Marlee Baker hasn't missed an Olympics—winter or summer—since 1984. Every two years, she meticulously plans a two-week vacation around The Games, then packs up her pins and heads to the host city. But she never pre-buys tickets. Her pins take care of that.

Baker, like hundreds of folks here in Beijing, is a pin trader. Much has been made of the obsession with Olympic pin trading, but the stories usually focus on the value of specific pins, whether the pin-trading business is on the decline or which sponsor pin has become this year's Holy Grail.

"Remember the green Jell-O pin from Salt Lake?" Baker asks Louie and Anthony, two traders seated on either side of her. They share a chuckle remembering the ugly green pin that climbed its way to a $200-$300 price tag on eBay. "It was a Mormon pin and had nothing to do with the Olympics," Baker says. "But that pin made it into the newspapers, and suddenly its price skyrocketed."

But that's not why Baker says she and her friends, fellow pin traders she's gotten to know over the years but only sees at the Olympics, collect and trade pins. It's not about money, or even about landing the pinnacle of plastic adornment (here, Mao pins are a hot commodity).

"Our goal is to collect one of every pin—I get two so I can give one to my daughter. But we do it because we love the Olympics. We love meeting people and being a part of the Games."

The value of Olympic pins is more than monetary. In the silk and pearl markets, a pocketful of pins is almost as valuable as an ATM withdrawl. And they are fantastic help in the bargaining process.

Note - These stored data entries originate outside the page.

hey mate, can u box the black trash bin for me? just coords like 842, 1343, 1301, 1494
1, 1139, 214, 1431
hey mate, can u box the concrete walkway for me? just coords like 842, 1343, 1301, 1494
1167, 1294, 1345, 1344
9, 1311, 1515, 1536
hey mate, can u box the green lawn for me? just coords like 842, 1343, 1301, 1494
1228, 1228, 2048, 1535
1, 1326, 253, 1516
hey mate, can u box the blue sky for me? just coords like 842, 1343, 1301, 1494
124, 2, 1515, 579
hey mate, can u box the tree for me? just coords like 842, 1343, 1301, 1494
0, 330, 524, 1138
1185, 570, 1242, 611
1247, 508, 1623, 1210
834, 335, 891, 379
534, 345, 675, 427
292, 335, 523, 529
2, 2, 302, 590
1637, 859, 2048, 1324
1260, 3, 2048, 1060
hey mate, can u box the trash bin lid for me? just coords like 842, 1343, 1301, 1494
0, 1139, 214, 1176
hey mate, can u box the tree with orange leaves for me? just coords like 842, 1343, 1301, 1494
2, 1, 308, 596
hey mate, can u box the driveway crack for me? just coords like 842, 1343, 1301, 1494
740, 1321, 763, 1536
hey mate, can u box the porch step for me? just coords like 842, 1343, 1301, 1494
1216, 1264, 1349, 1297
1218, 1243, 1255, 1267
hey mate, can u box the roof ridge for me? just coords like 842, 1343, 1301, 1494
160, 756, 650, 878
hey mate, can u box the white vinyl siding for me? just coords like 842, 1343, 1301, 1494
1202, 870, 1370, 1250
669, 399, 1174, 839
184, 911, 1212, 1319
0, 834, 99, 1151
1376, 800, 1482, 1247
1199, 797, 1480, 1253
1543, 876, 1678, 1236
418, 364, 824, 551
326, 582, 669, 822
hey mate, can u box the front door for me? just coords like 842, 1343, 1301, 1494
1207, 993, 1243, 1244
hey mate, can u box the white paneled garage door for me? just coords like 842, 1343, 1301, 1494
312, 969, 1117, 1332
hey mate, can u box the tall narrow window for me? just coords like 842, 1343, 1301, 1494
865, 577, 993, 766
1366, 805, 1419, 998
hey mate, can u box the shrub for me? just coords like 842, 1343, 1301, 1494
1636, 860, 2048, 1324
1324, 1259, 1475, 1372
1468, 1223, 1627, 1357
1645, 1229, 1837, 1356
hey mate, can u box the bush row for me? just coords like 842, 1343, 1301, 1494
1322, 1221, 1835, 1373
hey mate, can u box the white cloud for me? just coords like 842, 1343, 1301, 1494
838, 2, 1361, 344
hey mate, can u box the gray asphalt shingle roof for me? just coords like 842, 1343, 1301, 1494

Timm Jamieson of Roanoke, Virginia, says he's traded pins for everything from cold water and food to seats on an over-crowded bus, trinkets at the local market and tickets to Olympic events. (And, of course, to "trade up" for better pins.) In Beijing, event tickets are a valuable commodity. But so are rare pins. Jamieson scored tickets to volleyball, tennis and swimming by trading pins, and Baker landed entry to track-and-field and gymnastics.

"These Games are a lot like Nagano," Jamieson says. "They have such a giving culture here that I gave one little girl a pin, and the next day, her parents came back and brought me cans of coffee. They felt they needed to reciprocate the gift."

Wonder what he would have gotten for two.